I have been writing about the tragic COVID-19 nursing home deaths. On April 14 I wrote about COVID-19 Triage guidelines and nursing home deaths and on May 13 I wrote about the New York State policy that may have led to thousands of nursing home resident deaths

In Ontario, nursing home residents comprise more than 75% of the COVID-19 deaths.  The Canadian military was called in to provide needed care and support in nursing homes that were strained by the COVID-19 outbreak.

According to a Global news report:
A total of 285 military members were working in Ontario care homes. In Quebec, more than 1,500 soldiers were sent to 25 long-term care homes, with up to 60 at each facility. More than two dozen Canadian soldiers have now tested positive for COVID-19.
This military intervention not only provided care for vulnerable people, it also provided an impartial witness to the care (or lack thereof), that the residents were receiving.

Military member providing care
Military personnel who were caring for nursing home residents released an horrific report of systemic nursing home elder abuse. According to the CBC News Report by Nick Boisvert:
Military service members, who have been providing assistance at the homes since April 28, say they have observed numerous forms of unhygienic and dangerous behaviour. 
The list of allegations includes:
  • Repeated use of medical equipment between COVID-19 patients and others who had not tested positive, without it being disinfected.
  • Improper use of personal protective equipment (PPE) by staff and doctors.
  • Housing of COVID-19 patients with residents who had not tested positive.
  • Staff reusing gloves or not washing hands between resident interactions.
  • Staff being aggressive with residents during medical procedures.
  • Residents calling for help with no response for up to two hours.
  • The presence of insects, including cockroaches and ants.
Ontario Premier Doug Ford
Boisvert reported Ontario Premier Doug Ford stating in his press conference:

"It was so disturbing ... It was the worst report, most heart-wrenching report I have ever read in my entire life"
A Global News report stated:
The soldiers reported witnessing cockroaches, flies, rotten food, as well as residents left in soiled diapers or crying out for help for lengthy periods, the documents allege. At one facility, residents had not been bathed in weeks, they said. 
At a facility in Etobicoke, residents who tested positive for COVID-19 shared rooms with uninfected residents, separated only by a curtain, the documents said. 
It found “major concerns” at Eatonville about care, infection control and narcotics abuse. 
The Orchard Villa home had cockroaches and flies, and residents were “left in beds soiled in diapers.” New staff were not trained adequately, nor was protective gear used properly. 
It said staff were not always sitting residents up before feeding them, and that this may have contributed to the death of a resident who choked after being fed “while suppine.”
All of this and more is occurring in Ontario where we have universal healthcare. Please read the Global news report.

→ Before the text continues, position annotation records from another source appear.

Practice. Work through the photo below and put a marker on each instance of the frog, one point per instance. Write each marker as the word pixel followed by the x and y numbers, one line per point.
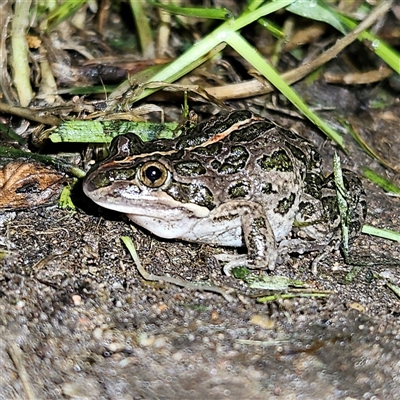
pixel 236 180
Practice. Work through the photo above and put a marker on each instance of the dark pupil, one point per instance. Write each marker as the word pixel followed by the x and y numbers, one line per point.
pixel 153 173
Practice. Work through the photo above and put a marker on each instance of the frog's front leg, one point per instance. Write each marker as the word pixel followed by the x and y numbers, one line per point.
pixel 257 233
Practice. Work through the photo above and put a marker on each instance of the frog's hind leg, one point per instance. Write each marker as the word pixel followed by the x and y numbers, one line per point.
pixel 257 232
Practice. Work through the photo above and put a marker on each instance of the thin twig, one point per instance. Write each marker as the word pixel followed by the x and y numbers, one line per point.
pixel 16 356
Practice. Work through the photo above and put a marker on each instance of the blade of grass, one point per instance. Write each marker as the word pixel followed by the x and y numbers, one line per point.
pixel 237 42
pixel 63 12
pixel 186 61
pixel 382 233
pixel 197 12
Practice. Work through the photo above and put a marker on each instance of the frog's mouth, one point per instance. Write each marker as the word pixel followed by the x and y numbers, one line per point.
pixel 131 200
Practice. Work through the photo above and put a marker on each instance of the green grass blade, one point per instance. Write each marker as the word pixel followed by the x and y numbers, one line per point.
pixel 257 61
pixel 382 233
pixel 197 12
pixel 189 60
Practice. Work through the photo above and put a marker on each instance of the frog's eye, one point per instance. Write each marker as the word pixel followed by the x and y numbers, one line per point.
pixel 153 174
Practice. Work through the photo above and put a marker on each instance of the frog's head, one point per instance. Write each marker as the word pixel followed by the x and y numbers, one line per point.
pixel 356 203
pixel 141 184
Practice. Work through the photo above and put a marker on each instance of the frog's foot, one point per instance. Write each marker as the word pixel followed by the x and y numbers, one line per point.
pixel 241 260
pixel 232 261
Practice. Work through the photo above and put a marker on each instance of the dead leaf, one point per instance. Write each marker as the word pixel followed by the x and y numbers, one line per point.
pixel 27 184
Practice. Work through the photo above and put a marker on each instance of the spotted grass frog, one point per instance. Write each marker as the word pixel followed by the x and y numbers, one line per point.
pixel 236 180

The horrific incidents outlined in the report reveal a culture disrespect and dehumanization towards people needing care. Philosophers like Peter Singer, who teach that people with certain cognitive conditions cease being persons have contributed to this epidemic of disrespect and harm.
This military report confirms the truth of what the community living movement believes, that it is essential for all human beings to have equality and inclusion in society. Institutionalizing people with disabilities or the elderly leads to exclusion and discrimination and eventual abandonment.

The abusive behaviour, mismanagement and dehumanizing conditions is heart breaking and leads me to state that: 
  1. Doctors and nurse practitioners, who kill people by euthanasia make decisions based on societal attitudes towards living with physical and psychological needs.
  2. The concept of "freedom of choice" does not apply to conditions and attitudes that lead someone to believe that people living with certain conditions are better off dead. Subtle and overt social pressures creates a cultural shift from a "choice to die" to an expectation to die.
  3. Some people have asked to die by euthanasia to avoid living in a nursing home. This report may lead to a "clean-up of nursing, it will also lead to more euthanasia deaths.
We need a caring culture: a culture that does not institutionalize the elderly, infirm or people with disabilities, but rather offers compassionate community care. 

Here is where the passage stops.